Kamis, 09 Mei 2013

Bab 12



Perlindungan Konsumen
1.    Pengertian Konsumen
Pengertian Konsumen adalah setiap orang pemakai barang dan atau jasa yang tersedia dalam masyarakat, baik bagi kepentingan diri sendiri, keluarga, orang lain, maupun makhluk hidup lain dan tidak untuk diperdagangkan.
Menurut pengertian Pasal 1 angka 2 UU PK, “Konsumen adalah setiap orang pemakai barang dan/atau jasa yang tersedia dalam masyarakat, baik bagi kepentingan diri sendiri, keluarga,, orang lain, maupun makhluk hidup lain dan tidak untuk diperdagangkan.”
Lebih lanjut, di ilmu ekonomi ada dua jenis konumen, yakni konsumen antara dan konsumen akhir. Konsumen antara adalah distributor, agen dan pengecer. Mereka membeli barang bukan untuk dipakai, melainkan untuk diperdagangkan Sedangkan pengguna barang adalah konsumen akhir.
Yang dimaksud di dalam UU PK sebagai konsumen adalah konsumen akhir. Karena konsumen akhir memperoleh barang dan/atau jasa bukan untuk dijual kembali, melainkan untuk digunakan, baik bagi kepentingan dirinya sendiri, keluarga, orang lain dan makhluk hidup lain.
Sedangkan dalam ilmu ekonomi ada 2 cara dalam memperoleh barang, yaitu:
· Membeli. Bagi orang yang memperoleh suatu barang dengan cara membeli, tentu ia terlibat dengan suatu perjanjian dengan pelaku usaha, dan konsumen memperoleh perlindungan hukum melalui perjanjian tersebut.
· Cara lain selain membeli, yakni hadiah, hibah dan warisan. Untuk cara yang kedua ini, konsumen tidak terlibat dalam suatu hubungan kontraktual dengan pelaku usaha. Sehingga konsumen tidak mendapatkan perlindungan hukum dari suatu perjanjian. Untuk itu diperlukan perlindungan dari negara dalam bentuk peraturan yang melindungi keberadaan konsumen, dalam hal ini UU PK.
2.    Azas dan Tujuan
Sebelumnya telah disebutkan bahwa tujuan dari UU PK adalah melindungi kepentingan konsumen, dan di satu sisi menjadi pecut bagi pelaku usaha untuk meningkatkan kualitasnya.

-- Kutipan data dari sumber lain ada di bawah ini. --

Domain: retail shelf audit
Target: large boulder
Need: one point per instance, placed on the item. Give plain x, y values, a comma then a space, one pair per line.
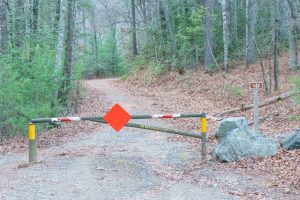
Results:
244, 143
292, 141
229, 124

Lebih lengkapnya Pasal 3 UU PK menyebutkan bahwa tujuan perlindungan konsumen adalah:
o  Meningkatkan kesadaran, kemampuan, dan kemandirian konsumen untuk melindungi diri
o  Mengangkat harkat dan martabat konsumen dengan cara menghindarkannya dari ekses negatif pemakaian barang dan/atau jasa.
o  Meningkatkan pemberdayaan konsumen dalam memilih, menentukan, dan menuntut hak-haknya sebagai konsumen.
o  Menciptakan sistem perlindungan konsumen yang mengandung unsur kepastian hukum dan keterbukaan informasi serta akses untuk mendapatkan informasi.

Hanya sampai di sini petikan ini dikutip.